Il discorso del professore

Cristovão Tezza, La caduta delle consonanti intervocaliche, Fazi 2016, pp. 237, euro 17,50

Duecento pagine di monologo, un riandare alla propria vicenda da parte di un professore settantenne di filologia romanza, studioso delle evoluzioni attraversate in Brasile dal portoghese (esemplificate da fenomeni come la caduta delle consonanti intervocaliche, appunto): mentre si sbarba e si veste per la cerimonia in cui gli verrà consegnata una medaglia per meriti accademici pensa a come impostare il discorso che dovrà fare.

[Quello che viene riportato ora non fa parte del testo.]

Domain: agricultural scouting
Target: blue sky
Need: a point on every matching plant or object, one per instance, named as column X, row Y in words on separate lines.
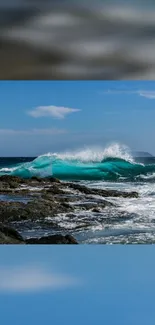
column 77, row 285
column 37, row 117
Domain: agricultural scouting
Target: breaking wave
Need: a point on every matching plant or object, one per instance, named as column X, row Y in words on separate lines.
column 114, row 163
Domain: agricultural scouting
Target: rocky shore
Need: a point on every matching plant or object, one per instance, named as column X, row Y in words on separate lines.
column 37, row 203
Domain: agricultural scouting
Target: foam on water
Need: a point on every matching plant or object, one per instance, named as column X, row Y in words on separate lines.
column 113, row 163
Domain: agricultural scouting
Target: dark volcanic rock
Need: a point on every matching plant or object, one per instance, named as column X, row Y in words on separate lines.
column 55, row 239
column 9, row 235
column 104, row 193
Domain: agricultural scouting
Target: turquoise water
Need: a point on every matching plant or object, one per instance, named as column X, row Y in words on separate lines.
column 67, row 167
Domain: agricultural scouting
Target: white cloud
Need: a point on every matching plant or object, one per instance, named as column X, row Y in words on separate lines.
column 52, row 131
column 52, row 111
column 31, row 279
column 144, row 93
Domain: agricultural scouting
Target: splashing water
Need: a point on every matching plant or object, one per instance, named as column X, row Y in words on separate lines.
column 114, row 163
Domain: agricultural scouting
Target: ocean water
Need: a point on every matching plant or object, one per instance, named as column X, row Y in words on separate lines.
column 131, row 220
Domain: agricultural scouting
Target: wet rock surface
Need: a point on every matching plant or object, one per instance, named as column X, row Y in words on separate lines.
column 48, row 199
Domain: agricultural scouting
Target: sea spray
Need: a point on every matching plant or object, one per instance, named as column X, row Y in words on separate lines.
column 114, row 163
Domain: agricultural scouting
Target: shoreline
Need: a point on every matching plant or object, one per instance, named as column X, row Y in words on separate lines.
column 37, row 202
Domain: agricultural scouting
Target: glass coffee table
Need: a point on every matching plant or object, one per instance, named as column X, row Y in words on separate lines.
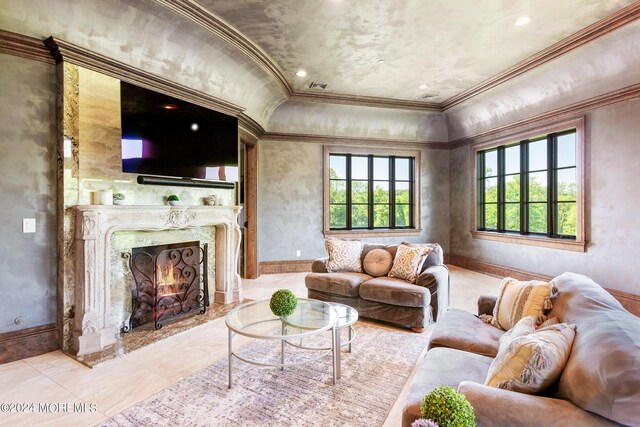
column 311, row 317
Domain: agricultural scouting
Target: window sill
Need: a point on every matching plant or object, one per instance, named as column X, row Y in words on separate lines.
column 568, row 245
column 373, row 233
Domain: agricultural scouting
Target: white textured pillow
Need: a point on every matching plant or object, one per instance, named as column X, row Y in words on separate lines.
column 344, row 255
column 520, row 299
column 408, row 262
column 530, row 363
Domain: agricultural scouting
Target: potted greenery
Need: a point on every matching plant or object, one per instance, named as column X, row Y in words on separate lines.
column 174, row 200
column 283, row 303
column 447, row 407
column 118, row 199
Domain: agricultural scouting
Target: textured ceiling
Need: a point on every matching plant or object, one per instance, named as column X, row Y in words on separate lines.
column 450, row 45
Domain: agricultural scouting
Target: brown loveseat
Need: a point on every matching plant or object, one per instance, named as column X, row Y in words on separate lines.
column 600, row 384
column 386, row 298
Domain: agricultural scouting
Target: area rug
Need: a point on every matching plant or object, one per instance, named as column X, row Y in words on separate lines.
column 373, row 376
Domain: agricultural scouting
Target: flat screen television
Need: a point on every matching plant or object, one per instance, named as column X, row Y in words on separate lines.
column 165, row 136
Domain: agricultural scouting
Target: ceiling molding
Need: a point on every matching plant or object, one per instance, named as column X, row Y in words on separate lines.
column 559, row 114
column 24, row 47
column 64, row 51
column 250, row 130
column 351, row 141
column 199, row 15
column 366, row 101
column 574, row 41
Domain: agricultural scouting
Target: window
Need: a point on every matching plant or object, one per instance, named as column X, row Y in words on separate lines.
column 370, row 192
column 532, row 188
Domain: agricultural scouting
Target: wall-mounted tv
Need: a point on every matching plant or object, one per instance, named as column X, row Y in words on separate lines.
column 165, row 136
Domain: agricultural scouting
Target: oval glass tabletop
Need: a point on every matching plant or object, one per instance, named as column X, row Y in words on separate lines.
column 255, row 319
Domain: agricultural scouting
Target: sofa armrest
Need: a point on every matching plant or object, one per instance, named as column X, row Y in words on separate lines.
column 438, row 288
column 486, row 304
column 319, row 265
column 498, row 407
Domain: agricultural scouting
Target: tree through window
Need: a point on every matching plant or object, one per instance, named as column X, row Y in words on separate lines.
column 370, row 192
column 529, row 187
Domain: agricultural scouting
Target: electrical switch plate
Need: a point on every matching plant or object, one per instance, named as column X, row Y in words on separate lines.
column 28, row 225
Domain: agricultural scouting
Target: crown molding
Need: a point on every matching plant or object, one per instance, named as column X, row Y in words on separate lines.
column 24, row 47
column 559, row 114
column 64, row 51
column 250, row 130
column 566, row 45
column 197, row 14
column 365, row 101
column 351, row 141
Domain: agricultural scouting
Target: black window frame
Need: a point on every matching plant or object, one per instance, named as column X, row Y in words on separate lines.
column 551, row 171
column 392, row 181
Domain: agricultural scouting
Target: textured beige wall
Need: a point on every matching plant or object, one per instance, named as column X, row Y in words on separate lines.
column 27, row 187
column 290, row 200
column 606, row 64
column 150, row 37
column 613, row 225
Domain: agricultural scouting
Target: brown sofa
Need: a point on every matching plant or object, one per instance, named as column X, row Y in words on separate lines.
column 386, row 298
column 600, row 385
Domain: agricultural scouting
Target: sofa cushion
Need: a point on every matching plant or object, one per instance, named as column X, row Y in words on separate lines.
column 462, row 330
column 377, row 262
column 531, row 362
column 393, row 291
column 602, row 374
column 344, row 255
column 442, row 366
column 408, row 262
column 519, row 299
column 345, row 284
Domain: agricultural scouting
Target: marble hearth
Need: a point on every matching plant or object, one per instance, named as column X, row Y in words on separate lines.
column 94, row 327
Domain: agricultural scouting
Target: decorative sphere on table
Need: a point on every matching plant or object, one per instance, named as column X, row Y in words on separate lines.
column 283, row 302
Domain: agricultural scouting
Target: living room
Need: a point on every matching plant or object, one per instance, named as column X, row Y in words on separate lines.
column 323, row 92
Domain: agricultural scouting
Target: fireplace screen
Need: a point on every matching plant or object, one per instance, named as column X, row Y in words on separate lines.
column 169, row 281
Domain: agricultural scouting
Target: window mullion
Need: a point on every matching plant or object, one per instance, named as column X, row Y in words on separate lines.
column 551, row 184
column 392, row 192
column 524, row 187
column 348, row 198
column 501, row 190
column 370, row 192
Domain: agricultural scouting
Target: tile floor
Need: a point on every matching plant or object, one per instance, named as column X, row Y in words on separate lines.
column 107, row 389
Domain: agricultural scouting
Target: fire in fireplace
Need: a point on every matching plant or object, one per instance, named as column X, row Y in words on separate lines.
column 169, row 281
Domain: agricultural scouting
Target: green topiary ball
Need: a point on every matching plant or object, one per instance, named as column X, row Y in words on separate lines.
column 283, row 302
column 448, row 408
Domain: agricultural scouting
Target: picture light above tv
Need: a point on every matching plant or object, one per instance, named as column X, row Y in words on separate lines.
column 168, row 137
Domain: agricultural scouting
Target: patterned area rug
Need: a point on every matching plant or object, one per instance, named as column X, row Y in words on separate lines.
column 373, row 376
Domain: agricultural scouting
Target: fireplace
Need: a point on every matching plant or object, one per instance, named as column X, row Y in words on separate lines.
column 169, row 282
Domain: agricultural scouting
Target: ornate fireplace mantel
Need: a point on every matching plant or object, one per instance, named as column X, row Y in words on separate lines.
column 94, row 329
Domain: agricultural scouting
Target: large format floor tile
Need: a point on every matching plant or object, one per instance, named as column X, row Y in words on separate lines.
column 115, row 385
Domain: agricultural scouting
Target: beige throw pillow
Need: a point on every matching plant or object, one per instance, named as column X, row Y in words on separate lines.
column 344, row 255
column 530, row 363
column 520, row 299
column 377, row 262
column 408, row 262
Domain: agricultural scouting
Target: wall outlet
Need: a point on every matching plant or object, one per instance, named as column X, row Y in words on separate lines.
column 28, row 225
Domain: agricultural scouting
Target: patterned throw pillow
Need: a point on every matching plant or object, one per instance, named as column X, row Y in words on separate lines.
column 408, row 262
column 377, row 262
column 344, row 255
column 532, row 362
column 521, row 299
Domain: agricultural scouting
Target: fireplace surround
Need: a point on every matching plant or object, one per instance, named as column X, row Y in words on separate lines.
column 94, row 329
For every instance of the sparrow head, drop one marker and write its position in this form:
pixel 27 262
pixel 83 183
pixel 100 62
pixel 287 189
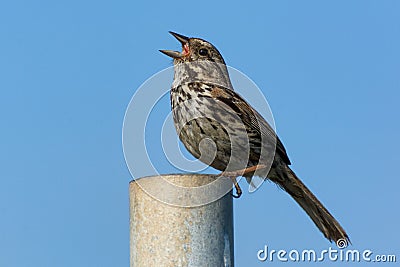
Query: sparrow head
pixel 194 49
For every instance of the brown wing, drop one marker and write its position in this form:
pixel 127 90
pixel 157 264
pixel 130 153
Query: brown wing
pixel 257 126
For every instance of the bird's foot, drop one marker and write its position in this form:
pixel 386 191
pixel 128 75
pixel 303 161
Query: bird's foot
pixel 234 174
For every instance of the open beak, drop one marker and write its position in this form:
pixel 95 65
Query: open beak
pixel 185 46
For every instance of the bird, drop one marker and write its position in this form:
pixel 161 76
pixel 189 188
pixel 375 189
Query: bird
pixel 221 129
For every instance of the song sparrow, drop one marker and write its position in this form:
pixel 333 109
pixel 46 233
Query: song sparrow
pixel 221 129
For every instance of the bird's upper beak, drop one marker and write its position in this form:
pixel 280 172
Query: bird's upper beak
pixel 185 46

È questa l’occasione per riandare ai fatti salienti della propria vita (il matrimonio, i figli, l’appassionata relazione con una studentessa, la carriera professionale) e, più che un racconto, è un rimuginare sempre gli stessi avvenimenti cercando di spremerne il senso della propria esistenza, fino all’esperienza ormai preponderante: l’invecchiare, il degrado fisico (“il nemico è il corpo?” è la domanda ricorrente), la nostalgia del sesso…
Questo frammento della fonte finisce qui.